E mafiosa. Già, mafiosa. La parola mafia, come Sciascia ci ha ben insegnato, assume molteplici significati, alcuni dei quali quasi imponderabili e paradossali.
C'è, ad esempio, chi associando le parole mafia e Scicli ha costruito carriere politico/giornalistiche. C'è la mafia che uccide. C'è la mafia dal volto truce, quella del cemento e degli appalti, ben rappresentata nella fiction.
Dunque qual è, alla fine dei conti, la Sicilia che piace e che viene premiata con audience record sia in Italia che all'estero? Lo stereotipo della Sicilia, quello che irrita molto i Siciliani.
La Sicilia mafiosa, che non ce la fa ad abbandonare i suoi imbrogli. Un posto in cui andare per fare i bagni al mare ad agosto, mangiare qualche granita, gustare qualche piatto di spaghetti allo scoglio in riva al mare.
Un'immagine non proprio bella, fastidiosa. Di quelle che alimentano malevoli pregiudizi contro il Sud.

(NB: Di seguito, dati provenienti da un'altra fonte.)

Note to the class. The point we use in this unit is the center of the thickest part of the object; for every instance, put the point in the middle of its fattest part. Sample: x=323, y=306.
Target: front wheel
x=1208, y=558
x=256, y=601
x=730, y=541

Ma occorre porsi, in assoluta onestà, una domanda la cui risposta non è per niente semplice: si tratta della caricatura o della nitida fotografia della Sicilia? La bella Trinacria è vittima di un pregiudizio infondato? Oppure la Sicilia è intrinsecamente e profondamente mafiosa?
Il quesito è pesante come un macigno. Occorrerebbero forse più risposte da parte della società civile, per scacciare un o spettro che aleggia per "Vigata" (e per la Sicilia) come quello del comunismo nell'Europa di fine Ottocento.